You may not know this, In Alberta, your local Catholic School district is fully paid for by all Alberta taxpayers, not only Roman Catholics. Catholic schools are owned by albertans and are not church assets, because they are entirely funded by the provincial government. The teachers belong to the Alberta Teachers’ Association and are teaching the Alberta curriculum. The two systems belong to all Albertans but, while Catholics can vote for public school trustees, non-Catholics may not vote for separate school trustees, even if they are sending children to separate schools. No other religion gets their own school system fully-funded by taxpayers.
You pay, you should have a say!
All citizens get a chance to vote for their municipal officials -- this makes sense, you pay property taxes and are a member of the community, right?
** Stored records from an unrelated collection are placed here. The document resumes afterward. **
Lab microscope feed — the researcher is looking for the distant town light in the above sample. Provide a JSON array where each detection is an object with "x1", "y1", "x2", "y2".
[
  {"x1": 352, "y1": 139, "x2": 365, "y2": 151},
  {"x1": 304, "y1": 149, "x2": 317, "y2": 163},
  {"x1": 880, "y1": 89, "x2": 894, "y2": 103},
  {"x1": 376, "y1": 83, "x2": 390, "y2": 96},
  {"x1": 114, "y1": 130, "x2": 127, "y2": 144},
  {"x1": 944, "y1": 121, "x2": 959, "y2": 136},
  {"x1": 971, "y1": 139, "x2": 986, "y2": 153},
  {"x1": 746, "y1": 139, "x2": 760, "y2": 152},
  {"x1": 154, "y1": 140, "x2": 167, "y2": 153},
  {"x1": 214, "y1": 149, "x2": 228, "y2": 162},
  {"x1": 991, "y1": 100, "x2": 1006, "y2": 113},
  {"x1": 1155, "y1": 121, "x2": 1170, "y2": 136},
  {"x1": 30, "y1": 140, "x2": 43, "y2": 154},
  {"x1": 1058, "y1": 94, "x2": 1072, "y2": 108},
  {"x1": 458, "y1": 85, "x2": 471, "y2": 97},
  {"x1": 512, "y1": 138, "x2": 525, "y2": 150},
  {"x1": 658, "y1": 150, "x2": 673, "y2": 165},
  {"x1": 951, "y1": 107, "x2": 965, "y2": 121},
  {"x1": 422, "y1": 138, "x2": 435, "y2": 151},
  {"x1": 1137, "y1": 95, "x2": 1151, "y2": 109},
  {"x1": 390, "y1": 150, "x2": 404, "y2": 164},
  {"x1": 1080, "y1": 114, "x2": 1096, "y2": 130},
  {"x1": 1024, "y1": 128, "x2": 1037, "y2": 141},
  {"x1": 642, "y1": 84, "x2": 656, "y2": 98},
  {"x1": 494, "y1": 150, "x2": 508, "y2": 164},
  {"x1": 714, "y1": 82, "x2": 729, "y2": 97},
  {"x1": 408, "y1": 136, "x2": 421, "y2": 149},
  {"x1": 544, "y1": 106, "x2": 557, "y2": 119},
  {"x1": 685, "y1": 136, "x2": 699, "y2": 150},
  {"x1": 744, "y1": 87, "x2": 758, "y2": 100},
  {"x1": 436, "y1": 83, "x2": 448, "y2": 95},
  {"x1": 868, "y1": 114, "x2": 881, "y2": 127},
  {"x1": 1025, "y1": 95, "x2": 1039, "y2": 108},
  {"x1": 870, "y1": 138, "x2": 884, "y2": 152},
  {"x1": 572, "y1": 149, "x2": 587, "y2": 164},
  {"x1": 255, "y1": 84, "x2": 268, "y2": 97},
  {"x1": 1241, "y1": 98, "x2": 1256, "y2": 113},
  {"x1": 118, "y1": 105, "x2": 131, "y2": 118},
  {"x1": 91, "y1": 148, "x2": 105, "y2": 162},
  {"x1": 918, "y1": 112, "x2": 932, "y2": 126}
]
But why, so long as we have school boards, and so long as the government pays for a duplicate Catholic school system do you not get a right to vote for both? I could understand the argument that if these are private schools that receive no public subsidy that they should be able to govern themselves accordingly.
Remember, your tax dollars pay for both systems (regardless of where you send your property taxes, which only make up a fraction of the operating costs anyways).
Here are some other important arguments to consider:
- School boards spend hundreds of millions of dollars annually and control billions of dollars of land and assets across Alberta. This is serious money-- your tax dollars-- so wouldn't you like a say in how it is being spent?
- Only 17% of Edmontonians in 2014-2015 designated their taxes to the Catholic schools. That's only $200 million compared to almost $2 Billion to the public school system.
- Only 8% of Edmontonians voted for Catholic School Trustee in the 2017 civic election.
- About 25% of students attending Edmonton Separate schools are not Catholic. Yet the law as it is written would deny their parents the right to vote for the school trustees who will determine their child’s education. This is wrong. Students can be served by both systems, why can’t voters have a say in both systems?
- If you are a parent and you have one child in a public and one child in a Catholic school, shouldn't you be allowed to vote for both boards?
- If all citizens were allowed to vote for both boards, it would lead to more moderate views reflective of the whole populace elected. Concerns have been raised that there is a growing polarity between Catholic School Boards and civil society on topics such as sexual health education, human rights, and more. Former Catholic Trustee Patricia Grell raised important questions about Who is really in charge? The Bishop or the democratic electorate?
- Former Education Minister David King commented that Separate schools are not an organ of the church, but rather a civil democratic institution and as such should be democratically governed and accountable to the laws of Alberta, not church/canon law.
- Concerns have been raised about the amount of public tax dollars being spent on church functions rather than on education. That is dollars that could be used to hire teachers or provide more efficient bussing.
- Across Alberta, School board turnout is low anyway. More voters for both boards would lead to more engagement in both systems and support for publicly funded education!
- There is no "test" when you go to vote. The person giving you the ballot has no idea if you are a practicing Catholic or if you direct your taxes to the public system.
Do you think your lack of fair representation is an issue?
Some will suggest that fair voting is only a half measure and that it is time for a provincial referendum to abolish separate duplicate Catholic school systems altogether. In the meantime, so long as there are still fully-paid for Catholic school boards,shouldn’t all Albertans still have a say?